Business_Organization_and_Pres

Business Organization and Presentation	12 Months Ended
	Dec. 31, 2014
Business Organization and Presentation	1.    Business Organization and Presentation
	Business organization
	Vanda Pharmaceuticals Inc. (Vanda or the Company) is a biopharmaceutical company focused on the development and commercialization of products for the treatment of central nervous system disorders. Vanda commenced its operations in 2003 and the Company’s portfolio includes the following products.
		•	HETLIOZ® (tasimelteon), a product for the treatment of Non-24-Hour Sleep-Wake Disorder (Non-24) for which a New Drug Application (NDA) was approved by the U.S. Food and Drug Administration (FDA) in January 2014 and launched commercially in the U.S. in April 2014.
		•	Fanapt® (iloperidone), a product for the treatment of schizophrenia, the oral formulation of which was being marketed and sold in the U.S. by Novartis Pharma AG (Novartis) until December 31, 2014. On December 31, 2014, Novartis transferred all the U.S. and Canadian commercial rights to the Fanapt® franchise to the Company.
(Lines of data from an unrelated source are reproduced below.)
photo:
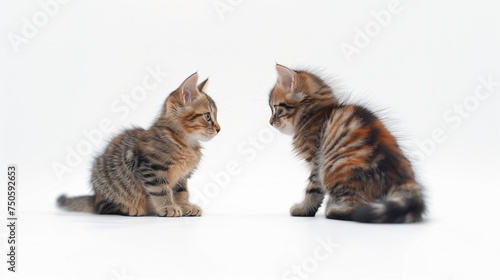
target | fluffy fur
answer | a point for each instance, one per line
(145, 172)
(352, 156)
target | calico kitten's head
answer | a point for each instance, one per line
(192, 110)
(293, 91)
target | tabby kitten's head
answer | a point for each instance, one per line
(192, 111)
(293, 91)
See Note 3, Settlement Agreement with Novartis, for further information. Additionally, the Company’s distribution partners launched Fanapt® in Israel and Mexico in 2014.
		•	Tradipitant (VLY-686), a small molecule neurokinin-1 receptor (NK-1R) antagonist, which is presently in clinical development for the treatment of chronic pruritus in atopic dermatitis. Results from a Phase II study for the treatment of chronic pruritus in atopic dermatitis were announced in March 2015. Clinical evaluation is ongoing to assess potential future development activities.
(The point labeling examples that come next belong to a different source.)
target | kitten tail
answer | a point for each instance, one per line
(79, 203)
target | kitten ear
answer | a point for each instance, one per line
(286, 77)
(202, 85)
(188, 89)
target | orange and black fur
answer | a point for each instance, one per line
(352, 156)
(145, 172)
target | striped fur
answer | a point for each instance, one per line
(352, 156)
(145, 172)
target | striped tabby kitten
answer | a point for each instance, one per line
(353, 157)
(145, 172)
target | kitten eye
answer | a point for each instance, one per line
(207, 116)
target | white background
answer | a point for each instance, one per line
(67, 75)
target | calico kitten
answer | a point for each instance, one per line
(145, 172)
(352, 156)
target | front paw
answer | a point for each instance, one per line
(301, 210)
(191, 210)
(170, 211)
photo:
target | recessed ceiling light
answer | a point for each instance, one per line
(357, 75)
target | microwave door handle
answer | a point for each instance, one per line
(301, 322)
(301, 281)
		•	Trichostatin A, a small molecule histone deacetylase (HDAC) inhibitor.
		•	AQW051, a Phase II alpha-7 nicotinic acetylcholine receptor partial agonist.
	Basis of presentation
	The accompanying consolidated financial statements have been prepared in accordance with accounting principles generally accepted in the United States of America. All intercompany accounts and transactions have been eliminated in consolidation.

Summary_of_Significant_Account

Summary of Significant Accounting Policies	12 Months Ended
	Dec. 31, 2014
Summary of Significant Accounting Policies	2.    Summary of Significant Accounting Policies
	Use of estimates
	The preparation of financial statements in conformity with accounting principles generally accepted in the United States of America requires management to make estimates that affect the reported amounts of assets and liabilities at the date of the financial statements, disclosure of contingent assets and liabilities, and the reported amounts of revenue and expenses during the reporting period. Actual results could differ from those estimates.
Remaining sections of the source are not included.